Başarılı yatırımcıların hikayelerini okuduğunuzda düzenli olarak al sat yapmaktan ziyade önemli kırılmaları veya trendleri yakaladıklarını görürsünüz. Bu her gün ekranda grafiğe bakmak veya her haberi takip etmekten ziyade çok sayıda veriyi ayrıştırabilmekle başarılabilecek bir durum.
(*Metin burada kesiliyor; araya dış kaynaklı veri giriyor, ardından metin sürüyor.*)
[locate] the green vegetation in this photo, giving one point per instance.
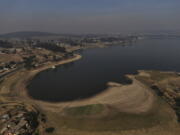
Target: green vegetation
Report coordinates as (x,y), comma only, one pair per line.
(85,110)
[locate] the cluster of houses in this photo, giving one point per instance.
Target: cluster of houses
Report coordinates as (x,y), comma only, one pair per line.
(8,66)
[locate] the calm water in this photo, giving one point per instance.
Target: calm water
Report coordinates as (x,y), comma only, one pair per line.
(89,76)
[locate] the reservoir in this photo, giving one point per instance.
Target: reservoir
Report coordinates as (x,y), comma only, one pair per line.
(89,75)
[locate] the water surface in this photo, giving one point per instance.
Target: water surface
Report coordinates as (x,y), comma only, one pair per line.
(89,75)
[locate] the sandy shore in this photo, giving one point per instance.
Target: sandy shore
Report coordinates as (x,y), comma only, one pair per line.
(135,99)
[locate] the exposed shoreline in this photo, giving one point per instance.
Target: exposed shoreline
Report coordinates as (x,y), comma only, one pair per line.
(134,99)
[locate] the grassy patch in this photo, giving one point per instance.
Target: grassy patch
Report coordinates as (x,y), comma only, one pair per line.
(85,110)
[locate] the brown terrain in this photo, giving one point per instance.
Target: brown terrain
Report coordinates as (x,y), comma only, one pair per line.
(133,109)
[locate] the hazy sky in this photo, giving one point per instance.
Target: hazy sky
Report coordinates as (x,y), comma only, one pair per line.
(89,16)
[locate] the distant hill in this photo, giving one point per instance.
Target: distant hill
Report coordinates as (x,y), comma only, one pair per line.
(27,34)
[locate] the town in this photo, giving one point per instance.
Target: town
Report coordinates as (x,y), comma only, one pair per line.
(34,52)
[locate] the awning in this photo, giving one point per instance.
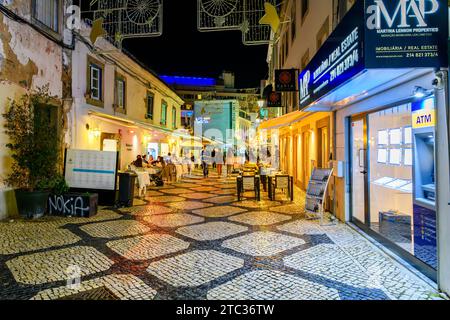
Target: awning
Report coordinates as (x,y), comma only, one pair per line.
(283,121)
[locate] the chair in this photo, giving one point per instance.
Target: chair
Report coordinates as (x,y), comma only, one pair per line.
(282,182)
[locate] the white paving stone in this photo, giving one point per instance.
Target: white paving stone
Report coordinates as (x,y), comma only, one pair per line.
(194,268)
(211,231)
(260,218)
(263,244)
(148,247)
(173,220)
(271,285)
(51,266)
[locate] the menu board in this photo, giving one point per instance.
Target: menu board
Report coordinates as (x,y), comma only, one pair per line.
(87,169)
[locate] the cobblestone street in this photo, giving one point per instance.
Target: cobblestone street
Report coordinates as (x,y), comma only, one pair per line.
(193,240)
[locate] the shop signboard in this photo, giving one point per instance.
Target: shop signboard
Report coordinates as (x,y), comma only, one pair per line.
(339,59)
(406,33)
(378,34)
(286,80)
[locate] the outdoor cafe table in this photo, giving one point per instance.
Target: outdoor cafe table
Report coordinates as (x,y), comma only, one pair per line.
(290,185)
(241,188)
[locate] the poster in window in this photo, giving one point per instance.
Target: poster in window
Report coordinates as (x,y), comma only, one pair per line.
(395,156)
(383,138)
(395,136)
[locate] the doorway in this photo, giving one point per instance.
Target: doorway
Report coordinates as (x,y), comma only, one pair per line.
(306,161)
(358,142)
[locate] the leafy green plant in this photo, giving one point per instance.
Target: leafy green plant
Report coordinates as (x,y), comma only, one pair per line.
(34,145)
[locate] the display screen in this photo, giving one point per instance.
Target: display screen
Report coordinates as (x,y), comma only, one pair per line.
(382,156)
(395,156)
(395,136)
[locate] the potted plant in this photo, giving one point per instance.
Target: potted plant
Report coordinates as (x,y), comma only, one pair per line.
(34,146)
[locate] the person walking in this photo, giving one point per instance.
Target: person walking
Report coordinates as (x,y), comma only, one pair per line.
(219,162)
(213,158)
(230,161)
(205,160)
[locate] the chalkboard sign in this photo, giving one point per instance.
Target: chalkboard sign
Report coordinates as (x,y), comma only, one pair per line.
(316,192)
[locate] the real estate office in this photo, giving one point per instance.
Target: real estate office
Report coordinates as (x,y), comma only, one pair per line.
(383,74)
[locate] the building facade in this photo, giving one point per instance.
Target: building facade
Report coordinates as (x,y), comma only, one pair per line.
(120,105)
(34,53)
(388,101)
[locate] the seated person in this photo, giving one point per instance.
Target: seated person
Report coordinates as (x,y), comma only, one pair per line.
(138,163)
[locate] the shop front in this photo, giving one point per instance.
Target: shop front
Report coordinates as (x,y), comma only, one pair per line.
(386,82)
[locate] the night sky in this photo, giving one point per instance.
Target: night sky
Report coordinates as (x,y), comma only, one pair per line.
(182,50)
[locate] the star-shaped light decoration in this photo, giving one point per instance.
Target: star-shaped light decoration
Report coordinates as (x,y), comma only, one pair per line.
(271,17)
(97,30)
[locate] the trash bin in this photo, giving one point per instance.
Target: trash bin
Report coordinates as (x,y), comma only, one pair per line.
(127,182)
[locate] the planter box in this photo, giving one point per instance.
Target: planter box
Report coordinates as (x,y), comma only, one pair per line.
(73,204)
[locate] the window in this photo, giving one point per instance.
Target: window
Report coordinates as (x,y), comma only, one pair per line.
(305,8)
(150,105)
(163,113)
(96,82)
(120,93)
(323,33)
(294,20)
(47,12)
(174,117)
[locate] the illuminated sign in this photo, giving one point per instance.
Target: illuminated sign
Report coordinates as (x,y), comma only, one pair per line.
(274,100)
(203,120)
(286,80)
(406,33)
(189,81)
(338,60)
(377,34)
(423,114)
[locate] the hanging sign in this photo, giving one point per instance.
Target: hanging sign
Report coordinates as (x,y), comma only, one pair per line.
(286,80)
(274,100)
(423,114)
(406,33)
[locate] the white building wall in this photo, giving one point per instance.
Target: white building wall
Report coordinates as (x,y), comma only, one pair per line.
(138,82)
(28,60)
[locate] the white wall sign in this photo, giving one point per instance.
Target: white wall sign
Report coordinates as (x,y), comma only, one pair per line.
(86,169)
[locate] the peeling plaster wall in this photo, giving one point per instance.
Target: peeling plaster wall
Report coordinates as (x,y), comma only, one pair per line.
(28,60)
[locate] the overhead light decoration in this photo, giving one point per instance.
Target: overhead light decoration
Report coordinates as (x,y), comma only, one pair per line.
(97,30)
(242,15)
(125,19)
(271,17)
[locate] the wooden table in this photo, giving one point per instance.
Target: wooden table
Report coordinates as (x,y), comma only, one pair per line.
(256,189)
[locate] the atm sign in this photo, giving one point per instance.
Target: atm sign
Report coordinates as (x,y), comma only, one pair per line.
(424,119)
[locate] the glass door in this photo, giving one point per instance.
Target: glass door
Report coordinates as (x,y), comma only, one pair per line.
(359,170)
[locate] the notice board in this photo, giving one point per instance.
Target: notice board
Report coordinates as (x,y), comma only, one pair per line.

Bir örnek üzerinden gidelim. Şayet Fed düzenli toplantı yapmasa, piyasa görüşlerini yayınlamasa ve toplantıların ardından katılımcıların faiz patikası beklentisini paylaşmasa varlık alımlarını ne zaman keseceği ve ilk faiz artışına ne zaman gideceği içinde bulunduğumuz olağan üstü koşullar neden bir muamma olacaktı. Ama şu anda böyle bir “bilinmezlik” söz konusu değil, koşulların değişmemesi durumunda ilk faiz artışının 2023’te geleceğini biliyoruz. Ancak varlık alımları 2022’nin başında mı yoksa sonunda mı azaltılacak veya ilk faiz artışının tarihi tam olarak ne zaman gibi noktalar “belirsizlik yaratıyor. Bazı yatırımcılar Fed’in mümkün olduğu kadar geç hareket edeceğini ve ekonomik dinamiklerin de zaten bunu gerektirdiğini düşünürken bazı yatırımcılar da ekonominin çoktan ısınmaya başladığını ve Fed’in çok fazla beklemeyeceğine inanıyor. Bu da varlık fiyatlarında “volatiliteye” neden oluyor. Örneğin ABD 10 yıllık getirileri hızla yüzde 1,75 seviyesini gördükten sonra şu anda yüzde 1,60 seviyesine gerilemiş durumda. Bilinmezlik veya çok nadir rastlanan bir olay yani bir siyah kuğu korunması zor bir durumdur. Ancak gürültüyü elemine ederek ana politikaları/stratejileri baz alarak yatırım yaptığınızda belirsizliğin yarattığı volatiliteyi yönetmek daha kolay olur. Bu 3 kavramı ayrıştırmak elbette gelişmiş ekonomilerde daha kolay, gelişmekte olan ekonomilerde ise durumun çok daha karışık olduğunu kabul etmek gerek. Ancak zamanlamasını bilmediğimiz bir konu bilinmezlik olarak değil belirsizlik olarak sınıflandırılmalı. Zaten bu nedenle de yatırımcıların gelişmekte olan ülkelerden daha yüksek risk primi talep ettiğini görüyoruz.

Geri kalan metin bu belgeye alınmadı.